I just purchased a 1986 Miyata Team road bike with Shimano 600 for my sister to ride. I was wondering as to the history of Miyata and if anybody has any experience with this bike. Thanks


----------



## fbagatelleblack (Mar 31, 2005)

bikeuphill9 said:


> I just purchased a 1986 Miyata Team road bike with Shimano 600 for my sister to ride. I was wondering as to the history of Miyata and if anybody has any experience with this bike. Thanks


Miyata made a lot of very good bikes in the 70s and 80s. That Team Miyata should be a sweet ride. It was designed for racing and fast club rides, but I imagine you can set it up for more leisurely riding quite easily.

A bit more info on Miyata (but not the Team specifically) at:

http://www.sheldonbrown.com/japan.html#miyata

Have fun,

Forbes B-Black


----------



## bicyclerepairman (Mar 12, 2003)

*A truly great bicycle with great parts.....*

It is a racing enthusiast's bicycle. Miyata was the one bicycle company that made their own frame and fork tubes in house. They felt that this gave them more control over the quality of the end product. All other bicycle factories sourced their frame tubes from other steel manufacturers. No longer available in the US, Miyata bicycles are universally well regarded.

Regarding yours, if it's been reasonably well maintained it could have a lot of life left in it. If it's been neglected, well, all bets are off. What kind of riding will your sister be doing?

Can you post a picture or three?


----------



## JP (Feb 8, 2005)

Yeah, that was a sweet bike. It was competitive with all the other good racing bikes of the day, but underappreciated by most.


----------



## bikeuphill9 (Sep 7, 2005)

My sister will be doing a little bit of riding with me and maybe some races later in the summer. I will post pictures once the bike gets here. Thank you for the info.


----------



## dnalsaam (Dec 6, 2004)

Is it a 'Team Miyata' ? I still own the one that I received from the Miyata distributor to race on in the early 80's. They were no-nonsense frames of a very high standard of build. They do however lack in character. The best analogy I can come up with is a Toyota Camry: it does everything better than average, but it is never the best at anything and it is boring overall. Mine is fitted with a complete Mavic SSC groupe. Whenever I have to go some place where I plan to lock my bike up in public, it is the bike that I take as it doesn't attract much attention from anybody other than true bicyce afficionados.

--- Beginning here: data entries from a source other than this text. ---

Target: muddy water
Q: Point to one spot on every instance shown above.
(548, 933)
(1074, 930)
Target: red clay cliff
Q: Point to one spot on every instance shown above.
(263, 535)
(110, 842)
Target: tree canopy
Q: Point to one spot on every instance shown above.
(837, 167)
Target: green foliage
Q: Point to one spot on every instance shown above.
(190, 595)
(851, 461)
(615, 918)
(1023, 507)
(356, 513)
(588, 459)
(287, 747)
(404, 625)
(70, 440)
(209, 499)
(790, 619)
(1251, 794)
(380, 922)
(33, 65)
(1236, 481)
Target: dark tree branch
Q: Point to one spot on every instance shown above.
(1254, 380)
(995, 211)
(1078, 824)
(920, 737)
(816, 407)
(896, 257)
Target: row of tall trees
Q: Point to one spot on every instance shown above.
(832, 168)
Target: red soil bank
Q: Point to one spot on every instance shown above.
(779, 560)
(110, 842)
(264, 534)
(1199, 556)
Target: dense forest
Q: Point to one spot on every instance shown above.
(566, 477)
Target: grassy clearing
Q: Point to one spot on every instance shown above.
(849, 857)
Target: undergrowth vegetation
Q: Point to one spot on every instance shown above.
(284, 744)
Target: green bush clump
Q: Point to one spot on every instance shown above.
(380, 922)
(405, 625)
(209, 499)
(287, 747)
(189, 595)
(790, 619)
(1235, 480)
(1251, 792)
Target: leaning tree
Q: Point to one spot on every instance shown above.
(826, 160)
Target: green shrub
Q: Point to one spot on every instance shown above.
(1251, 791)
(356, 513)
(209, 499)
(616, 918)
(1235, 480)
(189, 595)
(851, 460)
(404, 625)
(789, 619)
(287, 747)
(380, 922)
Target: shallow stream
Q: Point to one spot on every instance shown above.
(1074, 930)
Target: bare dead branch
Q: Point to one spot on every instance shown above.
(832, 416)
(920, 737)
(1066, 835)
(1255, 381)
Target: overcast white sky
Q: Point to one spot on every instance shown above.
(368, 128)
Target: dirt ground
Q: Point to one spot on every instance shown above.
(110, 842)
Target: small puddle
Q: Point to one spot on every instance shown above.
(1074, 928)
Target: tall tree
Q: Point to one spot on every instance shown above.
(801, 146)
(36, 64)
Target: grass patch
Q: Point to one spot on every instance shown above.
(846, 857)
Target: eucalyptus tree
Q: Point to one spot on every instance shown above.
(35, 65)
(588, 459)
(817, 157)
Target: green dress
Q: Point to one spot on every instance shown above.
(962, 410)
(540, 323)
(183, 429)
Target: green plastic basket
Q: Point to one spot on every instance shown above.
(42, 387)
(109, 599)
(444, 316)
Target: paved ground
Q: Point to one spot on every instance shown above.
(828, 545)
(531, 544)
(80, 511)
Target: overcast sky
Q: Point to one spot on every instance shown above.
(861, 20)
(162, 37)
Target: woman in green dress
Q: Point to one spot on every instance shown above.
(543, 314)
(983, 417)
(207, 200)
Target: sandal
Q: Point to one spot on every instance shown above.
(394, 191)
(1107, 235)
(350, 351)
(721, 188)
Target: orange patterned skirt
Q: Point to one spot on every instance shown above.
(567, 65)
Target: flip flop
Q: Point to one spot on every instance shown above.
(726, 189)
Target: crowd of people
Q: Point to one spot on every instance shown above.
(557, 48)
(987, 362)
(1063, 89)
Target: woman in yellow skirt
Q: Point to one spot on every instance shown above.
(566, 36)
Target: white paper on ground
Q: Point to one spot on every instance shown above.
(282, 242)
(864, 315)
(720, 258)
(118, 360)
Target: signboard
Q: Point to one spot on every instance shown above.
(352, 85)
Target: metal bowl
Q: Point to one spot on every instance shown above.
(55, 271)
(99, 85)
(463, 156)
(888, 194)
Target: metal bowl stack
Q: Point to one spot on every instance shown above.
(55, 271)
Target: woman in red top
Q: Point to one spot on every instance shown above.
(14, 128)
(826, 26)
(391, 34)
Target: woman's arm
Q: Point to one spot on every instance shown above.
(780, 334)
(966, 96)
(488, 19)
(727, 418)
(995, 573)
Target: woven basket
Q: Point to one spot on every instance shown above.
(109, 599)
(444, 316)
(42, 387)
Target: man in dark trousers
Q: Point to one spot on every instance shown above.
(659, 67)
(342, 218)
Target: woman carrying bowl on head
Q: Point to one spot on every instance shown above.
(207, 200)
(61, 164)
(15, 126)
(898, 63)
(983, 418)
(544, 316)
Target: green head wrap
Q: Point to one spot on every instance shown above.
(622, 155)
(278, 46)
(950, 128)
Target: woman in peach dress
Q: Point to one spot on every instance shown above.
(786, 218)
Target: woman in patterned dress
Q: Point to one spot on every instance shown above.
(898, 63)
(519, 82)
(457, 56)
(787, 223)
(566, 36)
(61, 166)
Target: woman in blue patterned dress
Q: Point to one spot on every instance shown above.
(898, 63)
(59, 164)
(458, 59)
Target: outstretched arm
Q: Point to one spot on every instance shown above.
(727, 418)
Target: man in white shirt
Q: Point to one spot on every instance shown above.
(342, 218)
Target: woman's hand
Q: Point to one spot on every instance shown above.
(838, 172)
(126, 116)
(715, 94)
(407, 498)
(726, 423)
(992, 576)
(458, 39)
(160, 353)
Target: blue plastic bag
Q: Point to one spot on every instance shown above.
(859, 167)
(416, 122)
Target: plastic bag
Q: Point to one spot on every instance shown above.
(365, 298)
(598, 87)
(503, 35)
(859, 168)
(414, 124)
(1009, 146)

For your sister, you can't really go wrong.


----------



## fbagatelleblack (Mar 31, 2005)

dnalsaam said:


> The best analogy I can come up with is a Toyota Camry: it does everything better than average, but it is never the best at anything and it is boring overall.

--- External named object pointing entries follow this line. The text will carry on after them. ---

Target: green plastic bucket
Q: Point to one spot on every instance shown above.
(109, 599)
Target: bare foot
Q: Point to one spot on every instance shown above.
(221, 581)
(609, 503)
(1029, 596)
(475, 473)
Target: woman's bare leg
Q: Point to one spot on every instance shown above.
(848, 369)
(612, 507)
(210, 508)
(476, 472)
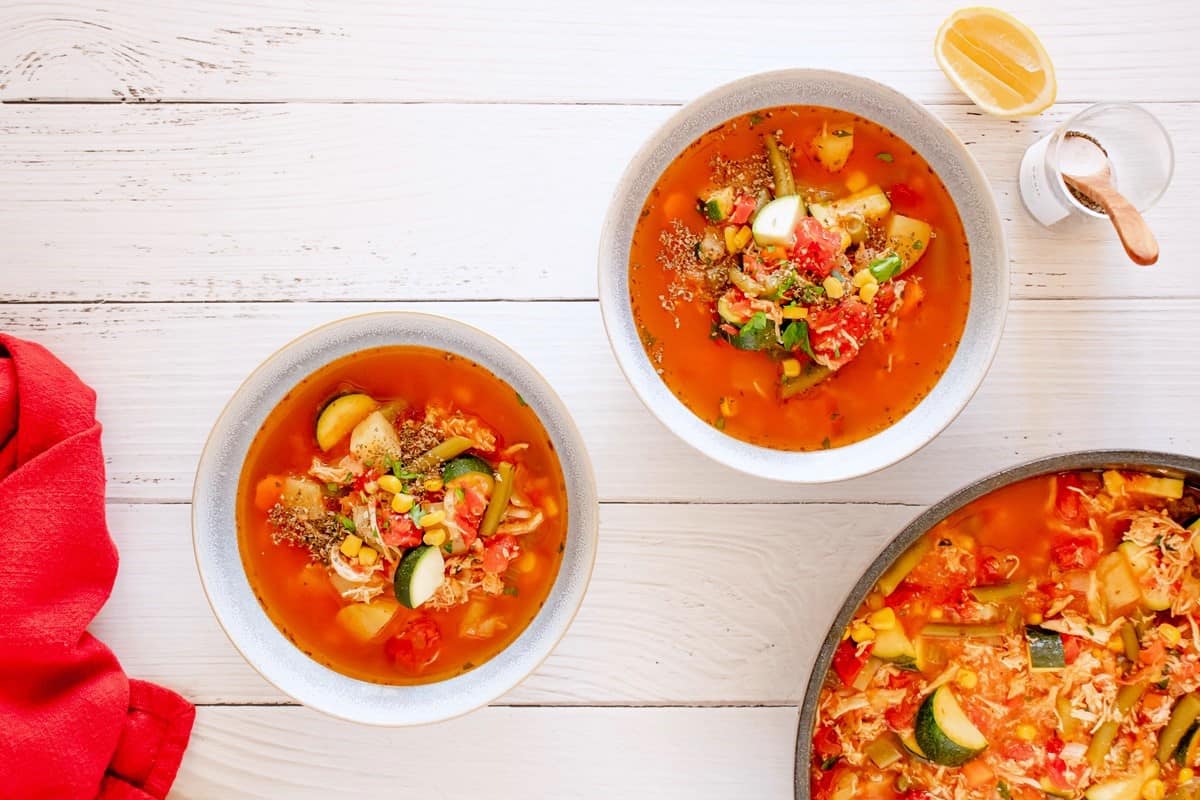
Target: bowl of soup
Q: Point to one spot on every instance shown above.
(803, 275)
(395, 518)
(1031, 636)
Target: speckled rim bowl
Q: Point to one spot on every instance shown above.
(1137, 459)
(981, 218)
(238, 611)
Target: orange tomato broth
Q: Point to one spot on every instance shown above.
(865, 396)
(297, 593)
(1043, 523)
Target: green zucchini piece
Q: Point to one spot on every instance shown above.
(904, 565)
(465, 465)
(718, 205)
(1104, 735)
(1045, 649)
(1127, 788)
(885, 751)
(340, 416)
(964, 630)
(943, 731)
(1189, 747)
(894, 647)
(419, 575)
(1183, 716)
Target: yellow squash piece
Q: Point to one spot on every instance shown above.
(996, 61)
(340, 416)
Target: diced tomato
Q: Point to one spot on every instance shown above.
(401, 533)
(825, 743)
(1072, 645)
(1067, 503)
(989, 571)
(904, 196)
(499, 552)
(418, 645)
(1018, 750)
(816, 247)
(743, 208)
(847, 661)
(1074, 552)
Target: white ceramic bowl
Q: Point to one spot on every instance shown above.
(215, 529)
(981, 220)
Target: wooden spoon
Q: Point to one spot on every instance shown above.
(1137, 236)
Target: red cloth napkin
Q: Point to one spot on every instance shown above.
(71, 723)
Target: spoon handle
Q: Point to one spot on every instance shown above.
(1135, 235)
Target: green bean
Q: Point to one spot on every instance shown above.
(780, 169)
(501, 497)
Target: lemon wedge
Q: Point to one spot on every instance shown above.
(997, 61)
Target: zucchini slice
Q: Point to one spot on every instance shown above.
(943, 731)
(375, 440)
(904, 565)
(340, 416)
(1127, 788)
(1045, 649)
(775, 223)
(465, 465)
(894, 647)
(419, 575)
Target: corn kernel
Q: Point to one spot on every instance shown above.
(862, 278)
(432, 519)
(796, 312)
(743, 238)
(1155, 789)
(862, 632)
(882, 620)
(731, 239)
(391, 485)
(857, 181)
(351, 546)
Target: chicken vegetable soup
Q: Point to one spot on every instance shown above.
(402, 515)
(799, 277)
(1041, 642)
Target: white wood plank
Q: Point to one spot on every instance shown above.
(423, 202)
(682, 599)
(498, 753)
(1069, 376)
(575, 50)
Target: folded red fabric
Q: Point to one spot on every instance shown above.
(71, 723)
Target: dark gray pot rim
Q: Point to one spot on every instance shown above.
(1141, 459)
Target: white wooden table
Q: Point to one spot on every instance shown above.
(185, 186)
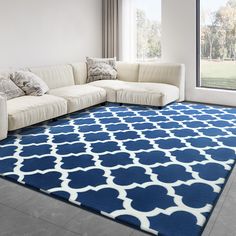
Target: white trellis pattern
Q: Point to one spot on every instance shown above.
(159, 170)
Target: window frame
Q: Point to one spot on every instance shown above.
(198, 51)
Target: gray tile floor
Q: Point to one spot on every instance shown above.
(24, 212)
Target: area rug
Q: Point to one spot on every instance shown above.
(161, 171)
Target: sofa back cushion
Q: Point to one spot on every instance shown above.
(80, 72)
(55, 76)
(128, 71)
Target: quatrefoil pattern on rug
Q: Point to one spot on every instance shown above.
(158, 170)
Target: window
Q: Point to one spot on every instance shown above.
(141, 30)
(217, 43)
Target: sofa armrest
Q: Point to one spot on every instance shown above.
(3, 116)
(169, 73)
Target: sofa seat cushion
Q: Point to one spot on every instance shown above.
(152, 94)
(29, 110)
(80, 96)
(111, 87)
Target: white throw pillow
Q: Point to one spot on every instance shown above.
(101, 69)
(30, 83)
(8, 87)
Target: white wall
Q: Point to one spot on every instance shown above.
(179, 45)
(44, 32)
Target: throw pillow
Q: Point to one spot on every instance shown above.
(30, 83)
(8, 87)
(101, 69)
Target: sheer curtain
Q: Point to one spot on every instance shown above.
(110, 24)
(127, 37)
(119, 29)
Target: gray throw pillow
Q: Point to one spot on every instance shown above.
(8, 87)
(101, 69)
(30, 83)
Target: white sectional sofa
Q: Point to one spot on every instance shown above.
(154, 84)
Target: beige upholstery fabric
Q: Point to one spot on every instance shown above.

I'd say it was more like a Mazda Myata. Properly set up, it will keep up with vehicles costing far more $$, but there are enough of them around so that yours will not stand out in a crowd.

My Two Cents,

FBB


----------



## spookyload (Jan 30, 2004)

It was also the team bike for the Plymouth Junior development team in the late 1980's. The team included Steve Larsen, Darryl Price, and Scott McKinley. It was the replacement team for the Junior 7-11 team and the GS Mengoni junior team. I remember when they showed up riding the Miyata's. They went from riding Super Record equipped Serotta's one year to shimano 600 equipped Miyata's the next. Needless to say they still handed us our butts, but they were a little disapointed.


----------